Chapter 4.

I search my backpack until I find the keys and let myself into the house.

"Hello?" I call out, pushing open the door and stepping inside. "Dad? Are you here?"

No answer.

He usually leaves for work early in the morning before Jedd and I wake up and doesn't return until late at night. I don't see much of him and Jedd is more of a parent to me which isn't Dad's fault. I've always been grateful for both of them but I do wish I could see Dad more often.

I sigh and drop my backpack in the hallway before heading straight for the kitchen. Whenever I'm home alone, the house instantly becomes eerie. . . Like I'm starring in a horror movie. I pull open the fridge, glancing inside at the contents —

Milk, cheese, a few takeaway boxes from last night and one single strawberry yoghurt. Fabulous.

I let out a low groan, hearing my stomach rumble from the lack of food I've consumed today. I don't ever eat lunch at school, the cafeteria is too intimidating for me. Walking inside a room crammed with students chattering and socialising is my idea of a nightmare. Instead I'd throw a sandwich or an apple inside my bag and eat it outside in the comfort of my own company.

My eyes scan the kitchen and land on a note stuck to the front of the fridge.

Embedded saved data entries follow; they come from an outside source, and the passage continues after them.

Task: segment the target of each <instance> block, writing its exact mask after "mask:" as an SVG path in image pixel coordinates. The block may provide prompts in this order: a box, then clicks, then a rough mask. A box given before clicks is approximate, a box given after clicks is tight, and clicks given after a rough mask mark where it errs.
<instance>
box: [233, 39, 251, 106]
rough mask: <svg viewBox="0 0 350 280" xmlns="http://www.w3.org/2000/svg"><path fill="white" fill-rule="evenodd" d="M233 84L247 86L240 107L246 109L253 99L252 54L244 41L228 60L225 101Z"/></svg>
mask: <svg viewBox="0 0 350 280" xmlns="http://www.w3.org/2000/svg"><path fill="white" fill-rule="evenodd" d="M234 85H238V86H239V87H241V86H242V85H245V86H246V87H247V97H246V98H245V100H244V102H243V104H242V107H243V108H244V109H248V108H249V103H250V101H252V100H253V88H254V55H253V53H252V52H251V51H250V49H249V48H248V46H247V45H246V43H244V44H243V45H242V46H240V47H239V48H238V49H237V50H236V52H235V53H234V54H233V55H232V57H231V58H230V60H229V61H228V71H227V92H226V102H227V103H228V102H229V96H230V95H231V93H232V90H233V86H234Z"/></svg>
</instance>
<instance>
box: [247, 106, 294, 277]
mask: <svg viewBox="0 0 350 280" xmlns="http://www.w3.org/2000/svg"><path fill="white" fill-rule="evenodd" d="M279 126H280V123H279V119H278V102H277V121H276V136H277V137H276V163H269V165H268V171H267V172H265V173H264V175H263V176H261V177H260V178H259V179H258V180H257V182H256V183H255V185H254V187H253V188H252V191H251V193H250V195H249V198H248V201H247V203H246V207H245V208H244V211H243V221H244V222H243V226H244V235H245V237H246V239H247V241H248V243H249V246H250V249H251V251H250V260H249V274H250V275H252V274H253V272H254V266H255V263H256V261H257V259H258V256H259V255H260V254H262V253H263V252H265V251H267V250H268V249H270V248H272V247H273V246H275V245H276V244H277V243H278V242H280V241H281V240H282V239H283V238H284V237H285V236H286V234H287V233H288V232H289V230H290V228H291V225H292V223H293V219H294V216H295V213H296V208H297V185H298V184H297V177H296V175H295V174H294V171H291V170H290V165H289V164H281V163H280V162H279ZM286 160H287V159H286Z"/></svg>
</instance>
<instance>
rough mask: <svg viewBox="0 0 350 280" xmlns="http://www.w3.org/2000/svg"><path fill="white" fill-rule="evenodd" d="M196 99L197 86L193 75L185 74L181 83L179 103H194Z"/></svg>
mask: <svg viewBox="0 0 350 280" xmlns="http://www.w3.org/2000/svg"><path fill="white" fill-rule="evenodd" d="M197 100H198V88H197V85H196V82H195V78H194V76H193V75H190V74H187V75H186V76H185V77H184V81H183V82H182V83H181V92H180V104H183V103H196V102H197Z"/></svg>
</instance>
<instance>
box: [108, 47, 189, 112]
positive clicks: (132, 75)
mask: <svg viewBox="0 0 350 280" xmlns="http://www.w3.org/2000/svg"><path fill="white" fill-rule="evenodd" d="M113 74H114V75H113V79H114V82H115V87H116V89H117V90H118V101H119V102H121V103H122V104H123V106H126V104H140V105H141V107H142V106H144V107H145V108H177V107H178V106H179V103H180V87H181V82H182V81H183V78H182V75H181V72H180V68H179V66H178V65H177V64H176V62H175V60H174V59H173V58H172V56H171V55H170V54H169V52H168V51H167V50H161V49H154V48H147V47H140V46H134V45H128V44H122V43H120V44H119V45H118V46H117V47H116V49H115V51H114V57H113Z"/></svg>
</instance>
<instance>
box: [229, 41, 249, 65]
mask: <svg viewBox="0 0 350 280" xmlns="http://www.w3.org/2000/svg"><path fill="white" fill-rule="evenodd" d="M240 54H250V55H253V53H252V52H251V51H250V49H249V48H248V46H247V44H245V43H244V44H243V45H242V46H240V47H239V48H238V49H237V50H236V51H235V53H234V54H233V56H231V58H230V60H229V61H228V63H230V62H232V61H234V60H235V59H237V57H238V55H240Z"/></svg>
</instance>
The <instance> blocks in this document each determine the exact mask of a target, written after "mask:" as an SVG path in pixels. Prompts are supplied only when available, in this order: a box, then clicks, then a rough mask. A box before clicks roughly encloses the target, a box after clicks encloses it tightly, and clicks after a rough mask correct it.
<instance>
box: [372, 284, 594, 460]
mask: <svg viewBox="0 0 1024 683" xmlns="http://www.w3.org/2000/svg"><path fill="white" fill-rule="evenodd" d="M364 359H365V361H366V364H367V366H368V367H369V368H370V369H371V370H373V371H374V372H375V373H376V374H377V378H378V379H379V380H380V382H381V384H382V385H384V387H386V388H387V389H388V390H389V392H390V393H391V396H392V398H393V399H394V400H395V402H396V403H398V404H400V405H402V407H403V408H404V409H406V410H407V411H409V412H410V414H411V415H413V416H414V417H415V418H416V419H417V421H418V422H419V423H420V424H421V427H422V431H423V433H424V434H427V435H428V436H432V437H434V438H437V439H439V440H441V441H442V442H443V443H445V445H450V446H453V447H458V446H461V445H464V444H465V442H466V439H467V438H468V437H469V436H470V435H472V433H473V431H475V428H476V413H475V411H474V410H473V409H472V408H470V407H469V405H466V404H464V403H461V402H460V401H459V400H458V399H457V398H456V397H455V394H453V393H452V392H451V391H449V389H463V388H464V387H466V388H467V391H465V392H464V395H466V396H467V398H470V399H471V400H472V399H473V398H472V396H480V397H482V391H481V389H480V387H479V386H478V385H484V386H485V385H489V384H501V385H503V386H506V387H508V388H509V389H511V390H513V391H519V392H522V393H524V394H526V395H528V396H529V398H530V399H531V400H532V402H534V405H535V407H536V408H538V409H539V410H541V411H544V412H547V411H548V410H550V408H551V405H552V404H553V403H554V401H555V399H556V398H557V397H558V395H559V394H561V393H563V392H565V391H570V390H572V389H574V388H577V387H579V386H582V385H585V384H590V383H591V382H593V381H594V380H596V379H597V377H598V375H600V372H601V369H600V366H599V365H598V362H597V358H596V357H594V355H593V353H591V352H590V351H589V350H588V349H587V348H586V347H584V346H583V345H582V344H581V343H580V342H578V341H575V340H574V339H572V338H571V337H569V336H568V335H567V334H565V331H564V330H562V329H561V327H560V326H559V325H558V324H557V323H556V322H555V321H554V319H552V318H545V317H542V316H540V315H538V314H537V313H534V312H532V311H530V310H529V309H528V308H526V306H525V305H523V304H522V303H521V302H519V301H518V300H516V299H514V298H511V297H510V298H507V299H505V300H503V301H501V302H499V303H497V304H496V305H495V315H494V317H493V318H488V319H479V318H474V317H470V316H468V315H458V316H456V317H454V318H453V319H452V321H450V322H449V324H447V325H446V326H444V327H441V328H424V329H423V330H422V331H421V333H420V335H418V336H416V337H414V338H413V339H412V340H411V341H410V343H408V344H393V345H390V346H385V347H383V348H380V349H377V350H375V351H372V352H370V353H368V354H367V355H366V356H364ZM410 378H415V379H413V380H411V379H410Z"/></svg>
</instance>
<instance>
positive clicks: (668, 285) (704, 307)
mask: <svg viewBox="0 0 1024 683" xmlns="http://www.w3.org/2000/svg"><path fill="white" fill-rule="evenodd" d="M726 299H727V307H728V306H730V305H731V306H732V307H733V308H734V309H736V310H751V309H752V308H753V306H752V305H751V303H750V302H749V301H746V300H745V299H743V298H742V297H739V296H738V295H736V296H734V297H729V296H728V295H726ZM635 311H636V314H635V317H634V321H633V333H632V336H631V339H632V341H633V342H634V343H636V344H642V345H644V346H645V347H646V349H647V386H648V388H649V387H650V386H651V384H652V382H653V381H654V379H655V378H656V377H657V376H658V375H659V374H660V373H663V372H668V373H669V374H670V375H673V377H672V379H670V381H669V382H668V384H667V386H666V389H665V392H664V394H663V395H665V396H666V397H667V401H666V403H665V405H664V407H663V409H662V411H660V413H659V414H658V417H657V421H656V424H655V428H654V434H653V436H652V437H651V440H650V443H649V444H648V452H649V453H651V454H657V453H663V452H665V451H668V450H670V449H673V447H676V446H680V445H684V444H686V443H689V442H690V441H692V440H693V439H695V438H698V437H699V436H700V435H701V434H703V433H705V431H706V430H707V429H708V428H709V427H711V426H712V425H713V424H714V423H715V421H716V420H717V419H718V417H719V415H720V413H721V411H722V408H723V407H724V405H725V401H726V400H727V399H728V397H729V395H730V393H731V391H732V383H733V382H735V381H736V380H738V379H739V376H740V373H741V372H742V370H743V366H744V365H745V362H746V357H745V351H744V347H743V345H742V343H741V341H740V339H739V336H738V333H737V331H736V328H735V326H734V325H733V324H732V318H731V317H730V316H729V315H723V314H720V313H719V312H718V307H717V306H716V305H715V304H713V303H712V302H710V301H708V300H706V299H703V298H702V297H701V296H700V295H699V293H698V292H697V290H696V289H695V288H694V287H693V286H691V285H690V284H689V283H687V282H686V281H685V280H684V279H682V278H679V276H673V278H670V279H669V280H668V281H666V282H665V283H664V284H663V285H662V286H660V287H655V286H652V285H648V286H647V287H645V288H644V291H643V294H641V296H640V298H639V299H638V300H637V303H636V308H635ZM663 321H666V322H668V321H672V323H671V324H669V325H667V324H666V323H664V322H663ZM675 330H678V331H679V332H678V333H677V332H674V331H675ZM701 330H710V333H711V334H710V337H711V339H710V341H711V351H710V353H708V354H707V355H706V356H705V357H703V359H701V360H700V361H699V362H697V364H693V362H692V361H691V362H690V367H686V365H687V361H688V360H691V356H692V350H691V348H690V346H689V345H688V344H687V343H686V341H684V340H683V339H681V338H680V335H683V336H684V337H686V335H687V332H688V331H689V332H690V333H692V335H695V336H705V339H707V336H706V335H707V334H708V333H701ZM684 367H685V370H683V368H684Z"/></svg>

Sprawled across it messily is my Dad's handwriting —

Casserole in the oven, see you both tonight. Dad x

"Yes!" I cheer, doing a little happy dance that resembles a penguin. I plate up some casserole along with a drink and some carrot sticks before heading upstairs. My room is my safe haven and I can spend the rest of my life locked up in here as long as I have food.

It's time to launch Netflix and find myself another legendary romance movie.

*****

There's a soft knock on my bedroom door and I pause the movie, sniffling a little —

"Come in!" I yell, my voice wobbling slightly. The door opens and Jedd appears, looking alarmed at my tear stricken face.

"You've been watching soppy movies again, haven't you?" Jedd says, shaking his head. I don't miss his lips turning up into an amused smile.

"Yep." I reply, shutting my laptop screen and sitting up on my bed. I grab a cushion and hold it close to me.

"The girl in the movie finds her true love on holiday but it turns out he's a cancer victim and doesn't have long to live. They both go on this epic journey to do awesome things together before he dies. . . I'm almost at the end. It's so sad, isn't it?" I sniffle once again, wiping away a tear from my cheek.

"Cliché more like," Jedd scoffs, taking a seat at the end of my bed. I watch him out of curiosity, wondering what he's doing here. He crosses his legs and looks at me with an intense stare that makes me squirm.

"What is this . . . a one man intervention?" I joke half heartedly.

"I think we should talk." Jedd responds slowly, choosing his words carefully. Talk?

"Talk about what?" I frown, fiddling with the string coming undone on my fuzzy pyjama socks.

"How did school go?"

He sounds awkward and his eyes drift to the floor to avoid holding eye contact with me. I practically see the pity ooze from him and I wince. My thoughts turn towards Beatrice and how her gang bullied and embarrassed me.

"School was fine."

I climb off my bed, heading to the other side of my room so Jedd can't see any expression on my face. I've never told him how difficult school is for me, admitting to your sibling that you're struggling isn't exactly easy to do. Jedd has always been popular, surrounded by constant friends. He wouldn't understand how it feels to be like me, a loner.

I hear him sigh heavily from behind me and I close my eyes for a moment, trying to mask over the hurt in my features.

"Bells, I care about you. I know you're struggling in school." Jedd says softly. I turn around, feeling myself grow defensive.

"I'm not struggling."

"You come home from school unhappy every single day Bella. You rarely leave the house and you never have friends over. It's unhealthy." Jedd says, his tone becoming desperate.

I stare at him, my chest rising and falling heavily. I feel the back of my throat tighten up but my eyes remained glued to his. He looks back at me with the same intensity, brown eyes masked over with concern. I watch as his hand reaches up, combing through the strands of his dirty blonde hair.

"I care Bella, that's all."

"I'm fine," I whisper, my voice husky with emotion. It takes every ounce of willpower I have not to break down crying in front of Jedd right now. I don't know why I can't do it, admit how lonely I am to him. Maybe I know that if I say the words out loud, they become a reality and I don't want to face that.

"Can you leave my room please?" I whisper, watching sadly as he pauses for a moment before standing up. He walks over to me and hesitates before rethinking his actions and heading for the door.

I wait until I hear the soft click behind him before I let out the first cries of many.